Web Parsing using Beautiful Soup -Python

I am trying to scrap a website and extracting the data from it. For Demo purpose, I am using http://www.w3schools.com/sql/sql_select.asp website as it is one for simple and popular website for learning basic of programming languages.

I am now concentrating on the values which are on left pane on this site. Let’s go to extract these keywords.

For the web parsing, we should install beautiful soup. If we go to “Inspect element”, the HTML tag for the website looks like this:

We now came to know that, the names or text, we need to extract is lying under “<a>” tag.

To get all the data from “<a>” tag, use the following code.

from bs4 import BeautifulSoup

import urllib2

html="http://www.w3schools.com/sql/sql_select.asp"

WebParse = urllib2.urlopen(html).read()

soup = BeautifulSoup(WebParse)

for ul in soup.findAll('a'):

print ul

And if we investigate, we can see there are lot of records/data which are of “<a>” tag.
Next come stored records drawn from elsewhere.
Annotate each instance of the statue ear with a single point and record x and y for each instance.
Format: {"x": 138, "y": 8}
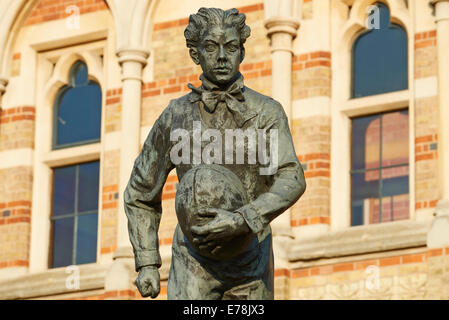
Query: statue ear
{"x": 194, "y": 55}
{"x": 242, "y": 53}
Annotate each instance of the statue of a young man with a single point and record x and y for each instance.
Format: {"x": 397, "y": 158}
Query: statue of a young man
{"x": 222, "y": 246}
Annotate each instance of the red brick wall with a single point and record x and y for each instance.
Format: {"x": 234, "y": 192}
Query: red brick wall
{"x": 17, "y": 128}
{"x": 426, "y": 124}
{"x": 15, "y": 215}
{"x": 311, "y": 136}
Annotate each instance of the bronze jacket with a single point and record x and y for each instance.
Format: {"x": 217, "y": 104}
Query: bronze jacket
{"x": 269, "y": 195}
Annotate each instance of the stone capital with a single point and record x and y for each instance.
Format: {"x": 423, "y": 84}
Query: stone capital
{"x": 132, "y": 61}
{"x": 282, "y": 25}
{"x": 3, "y": 84}
{"x": 441, "y": 9}
{"x": 281, "y": 31}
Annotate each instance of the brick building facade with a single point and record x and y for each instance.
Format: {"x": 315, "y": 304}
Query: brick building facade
{"x": 301, "y": 53}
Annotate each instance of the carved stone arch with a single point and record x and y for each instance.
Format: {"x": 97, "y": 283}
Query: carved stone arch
{"x": 62, "y": 69}
{"x": 356, "y": 24}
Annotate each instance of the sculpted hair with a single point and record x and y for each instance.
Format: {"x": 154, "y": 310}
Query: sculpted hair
{"x": 208, "y": 17}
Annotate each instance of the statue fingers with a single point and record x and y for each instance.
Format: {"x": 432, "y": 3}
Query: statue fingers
{"x": 207, "y": 213}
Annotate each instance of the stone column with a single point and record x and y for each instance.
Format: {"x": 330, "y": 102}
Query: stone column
{"x": 439, "y": 233}
{"x": 132, "y": 62}
{"x": 282, "y": 31}
{"x": 3, "y": 84}
{"x": 120, "y": 278}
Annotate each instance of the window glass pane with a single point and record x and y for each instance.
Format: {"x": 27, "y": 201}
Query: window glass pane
{"x": 79, "y": 115}
{"x": 79, "y": 183}
{"x": 62, "y": 242}
{"x": 395, "y": 138}
{"x": 86, "y": 239}
{"x": 380, "y": 195}
{"x": 380, "y": 59}
{"x": 365, "y": 193}
{"x": 88, "y": 186}
{"x": 78, "y": 110}
{"x": 64, "y": 190}
{"x": 365, "y": 142}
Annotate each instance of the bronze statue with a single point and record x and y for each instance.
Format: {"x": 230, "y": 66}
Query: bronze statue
{"x": 222, "y": 246}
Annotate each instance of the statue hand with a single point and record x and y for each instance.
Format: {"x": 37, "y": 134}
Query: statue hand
{"x": 148, "y": 282}
{"x": 224, "y": 226}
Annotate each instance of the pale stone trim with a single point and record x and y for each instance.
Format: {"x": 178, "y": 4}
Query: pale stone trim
{"x": 426, "y": 87}
{"x": 361, "y": 240}
{"x": 377, "y": 103}
{"x": 68, "y": 156}
{"x": 16, "y": 158}
{"x": 111, "y": 141}
{"x": 52, "y": 282}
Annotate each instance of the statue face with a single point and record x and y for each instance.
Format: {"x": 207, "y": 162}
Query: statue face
{"x": 219, "y": 54}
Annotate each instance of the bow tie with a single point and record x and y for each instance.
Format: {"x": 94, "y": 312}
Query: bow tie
{"x": 209, "y": 94}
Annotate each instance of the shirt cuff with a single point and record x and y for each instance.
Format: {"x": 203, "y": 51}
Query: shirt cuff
{"x": 252, "y": 218}
{"x": 147, "y": 258}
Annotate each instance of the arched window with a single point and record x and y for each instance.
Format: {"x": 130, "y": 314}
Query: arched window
{"x": 380, "y": 169}
{"x": 77, "y": 111}
{"x": 380, "y": 58}
{"x": 74, "y": 218}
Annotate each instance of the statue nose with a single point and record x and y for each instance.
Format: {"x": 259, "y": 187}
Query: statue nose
{"x": 222, "y": 53}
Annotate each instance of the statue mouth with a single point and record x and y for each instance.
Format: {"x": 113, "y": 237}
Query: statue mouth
{"x": 221, "y": 70}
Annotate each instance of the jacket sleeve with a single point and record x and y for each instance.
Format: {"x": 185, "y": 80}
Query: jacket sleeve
{"x": 143, "y": 193}
{"x": 287, "y": 182}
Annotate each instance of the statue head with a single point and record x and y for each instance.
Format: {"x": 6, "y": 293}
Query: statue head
{"x": 215, "y": 40}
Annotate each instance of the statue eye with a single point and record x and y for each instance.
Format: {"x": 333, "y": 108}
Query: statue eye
{"x": 232, "y": 47}
{"x": 210, "y": 47}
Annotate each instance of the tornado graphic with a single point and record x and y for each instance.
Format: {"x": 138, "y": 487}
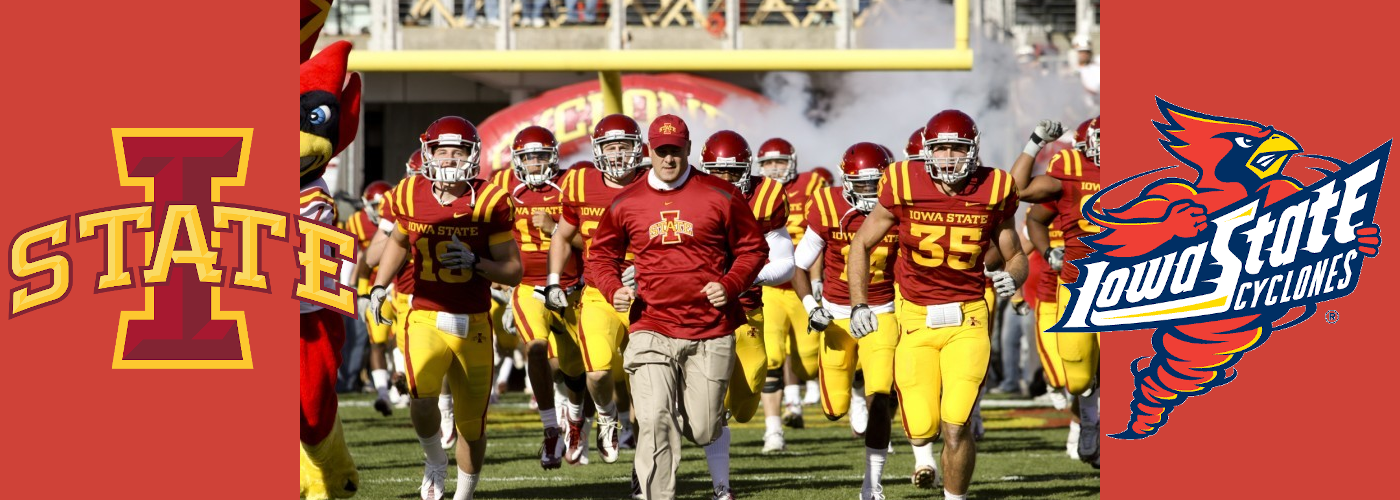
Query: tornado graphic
{"x": 1190, "y": 360}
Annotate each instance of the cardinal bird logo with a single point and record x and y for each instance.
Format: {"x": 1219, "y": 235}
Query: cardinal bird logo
{"x": 1215, "y": 264}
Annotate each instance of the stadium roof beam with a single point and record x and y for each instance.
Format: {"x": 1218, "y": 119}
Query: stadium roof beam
{"x": 958, "y": 59}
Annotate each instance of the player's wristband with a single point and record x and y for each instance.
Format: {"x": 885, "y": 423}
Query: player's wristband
{"x": 1032, "y": 147}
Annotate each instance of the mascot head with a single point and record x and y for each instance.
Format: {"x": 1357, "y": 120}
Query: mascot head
{"x": 329, "y": 108}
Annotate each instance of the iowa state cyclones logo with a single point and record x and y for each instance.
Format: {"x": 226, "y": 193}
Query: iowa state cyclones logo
{"x": 1217, "y": 262}
{"x": 181, "y": 324}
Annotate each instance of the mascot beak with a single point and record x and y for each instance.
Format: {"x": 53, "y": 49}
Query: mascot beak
{"x": 1270, "y": 156}
{"x": 315, "y": 151}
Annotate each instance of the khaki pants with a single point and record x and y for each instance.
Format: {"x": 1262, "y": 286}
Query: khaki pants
{"x": 678, "y": 390}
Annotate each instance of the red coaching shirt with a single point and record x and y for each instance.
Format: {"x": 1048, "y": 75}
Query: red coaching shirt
{"x": 699, "y": 233}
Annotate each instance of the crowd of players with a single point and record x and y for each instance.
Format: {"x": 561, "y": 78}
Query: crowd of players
{"x": 653, "y": 300}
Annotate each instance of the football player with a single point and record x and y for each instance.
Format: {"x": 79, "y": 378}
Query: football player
{"x": 458, "y": 230}
{"x": 364, "y": 226}
{"x": 548, "y": 332}
{"x": 948, "y": 210}
{"x": 727, "y": 156}
{"x": 833, "y": 217}
{"x": 697, "y": 247}
{"x": 1070, "y": 179}
{"x": 793, "y": 355}
{"x": 601, "y": 331}
{"x": 398, "y": 308}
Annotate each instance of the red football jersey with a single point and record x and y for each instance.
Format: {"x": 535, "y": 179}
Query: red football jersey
{"x": 1047, "y": 280}
{"x": 534, "y": 241}
{"x": 942, "y": 237}
{"x": 770, "y": 209}
{"x": 1078, "y": 181}
{"x": 431, "y": 226}
{"x": 363, "y": 228}
{"x": 835, "y": 221}
{"x": 800, "y": 195}
{"x": 699, "y": 233}
{"x": 585, "y": 199}
{"x": 388, "y": 210}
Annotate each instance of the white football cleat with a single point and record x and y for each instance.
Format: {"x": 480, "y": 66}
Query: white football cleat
{"x": 434, "y": 482}
{"x": 723, "y": 493}
{"x": 860, "y": 413}
{"x": 773, "y": 443}
{"x": 793, "y": 416}
{"x": 926, "y": 478}
{"x": 583, "y": 441}
{"x": 1071, "y": 444}
{"x": 608, "y": 430}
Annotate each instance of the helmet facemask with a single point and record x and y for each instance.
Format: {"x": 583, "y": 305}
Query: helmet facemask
{"x": 861, "y": 189}
{"x": 542, "y": 160}
{"x": 450, "y": 170}
{"x": 739, "y": 174}
{"x": 769, "y": 165}
{"x": 947, "y": 168}
{"x": 618, "y": 164}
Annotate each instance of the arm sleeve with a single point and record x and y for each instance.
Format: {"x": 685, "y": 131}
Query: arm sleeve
{"x": 604, "y": 265}
{"x": 780, "y": 259}
{"x": 809, "y": 249}
{"x": 746, "y": 245}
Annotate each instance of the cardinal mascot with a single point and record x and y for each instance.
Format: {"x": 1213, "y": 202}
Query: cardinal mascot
{"x": 329, "y": 118}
So to be precise on our data extract, we shall include the condition" target="_top" which is seems to be common everywhere.
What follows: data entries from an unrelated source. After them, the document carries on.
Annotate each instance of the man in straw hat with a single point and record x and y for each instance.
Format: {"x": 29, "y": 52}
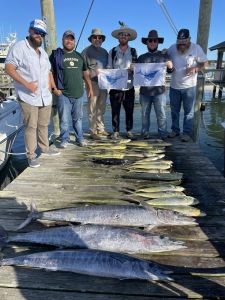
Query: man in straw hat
{"x": 28, "y": 64}
{"x": 188, "y": 59}
{"x": 155, "y": 95}
{"x": 96, "y": 58}
{"x": 121, "y": 57}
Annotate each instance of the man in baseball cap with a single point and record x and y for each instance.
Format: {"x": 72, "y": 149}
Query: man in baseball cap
{"x": 188, "y": 59}
{"x": 31, "y": 80}
{"x": 69, "y": 71}
{"x": 38, "y": 26}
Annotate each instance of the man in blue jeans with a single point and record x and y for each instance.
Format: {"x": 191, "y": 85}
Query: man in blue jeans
{"x": 154, "y": 94}
{"x": 69, "y": 69}
{"x": 188, "y": 59}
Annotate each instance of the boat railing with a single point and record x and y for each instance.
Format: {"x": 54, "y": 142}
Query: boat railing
{"x": 215, "y": 76}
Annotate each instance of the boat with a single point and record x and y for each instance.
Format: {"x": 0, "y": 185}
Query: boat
{"x": 10, "y": 114}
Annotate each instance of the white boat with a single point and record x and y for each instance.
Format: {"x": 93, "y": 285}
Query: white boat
{"x": 11, "y": 122}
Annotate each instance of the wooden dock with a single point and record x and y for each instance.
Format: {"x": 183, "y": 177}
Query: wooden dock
{"x": 72, "y": 179}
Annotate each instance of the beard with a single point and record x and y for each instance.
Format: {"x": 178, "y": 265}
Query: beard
{"x": 35, "y": 42}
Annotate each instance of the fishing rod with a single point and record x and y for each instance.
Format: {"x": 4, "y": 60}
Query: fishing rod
{"x": 85, "y": 21}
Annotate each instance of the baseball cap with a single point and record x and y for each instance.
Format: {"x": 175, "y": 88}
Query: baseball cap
{"x": 183, "y": 36}
{"x": 68, "y": 33}
{"x": 39, "y": 25}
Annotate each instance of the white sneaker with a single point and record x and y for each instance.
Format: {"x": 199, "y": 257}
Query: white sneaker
{"x": 115, "y": 136}
{"x": 33, "y": 162}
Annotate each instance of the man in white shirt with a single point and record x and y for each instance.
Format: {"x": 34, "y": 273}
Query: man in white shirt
{"x": 188, "y": 59}
{"x": 28, "y": 64}
{"x": 121, "y": 57}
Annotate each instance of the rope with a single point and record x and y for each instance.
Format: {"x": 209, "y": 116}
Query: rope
{"x": 84, "y": 23}
{"x": 167, "y": 15}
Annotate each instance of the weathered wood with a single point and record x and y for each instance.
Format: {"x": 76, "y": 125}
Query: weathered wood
{"x": 73, "y": 179}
<a class="topnav" href="/js/default.asp" target="_top">JAVASCRIPT </a>

<a class="topnav" href="/jquery/default.asp" target="_top">JQUERY </a>

<a class="topnav" href="/sitemap/sitemap_references.asp" target="_top">REFERENCES</a>

<a class="topnav" href="/sitemap/sitemap_examples.asp" target="_top"> EXAMPLES</a>

<a class="topnav" href="/forum/default.asp" target="_blank"> FORUM</a>

<a class="topnav" href="/about/default.asp" target="_top"> ABOUT</a>

<a class="menu_sql_intro" href="sql_intro.asp" target="_top">SQL Intro</a>

<a class="menu_sql_syntax" href="sql_syntax.asp" target="_top">SQL Syntax</a>

<a class="menu_sql_select" href="sql_select.asp" target="_top">SQL Select</a>

<a class="menu_sql_distinct" href="sql_distinct.asp" target="_top">SQL Distinct</a>

<a class="menu_sql_where" href="sql_where.asp" target="_top">SQL Where</a>

<a class="menu_sql_orderby" href="sql_orderby.asp" target="_top">SQL Order By</a>

<a class="menu_sql_insert" href="sql_insert.asp" target="_top">SQL Insert Into</a>

<a class="menu_sql_update" href="sql_update.asp" target="_top">SQL Update</a>

<a class="menu_sql_delete" href="sql_delete.asp" target="_top">SQL Delete</a>

<a class="menu_sql_injection" href="sql_injection.asp" target="_top">SQL Injection</a>

<a class="menu_sql_top" href="sql_top.asp" target="_top">SQL Select Top</a>

<a class="menu_sql_wildcards" href="sql_wildcards.asp" target="_top">SQL Wildcards</a>

<a class="menu_sql_between" href="sql_between.asp" target="_top">SQL Between</a>

<a class="menu_sql_alias" href="sql_alias.asp" target="_top">SQL Aliases</a>

<a class="menu_sql_join" href="sql_join.asp" target="_top">SQL Joins</a>

<a class="menu_sql_join_inner" href="sql_join_inner.asp" target="_top">SQL Inner Join</a>

<a class="menu_sql_join_right" href="sql_join_right.asp" target="_top">SQL Right Join</a>

To have this exact values, use the following code:

from bs4 import BeautifulSoup

import urllib2

html="http://www.w3schools.com/sql/sql_select.asp"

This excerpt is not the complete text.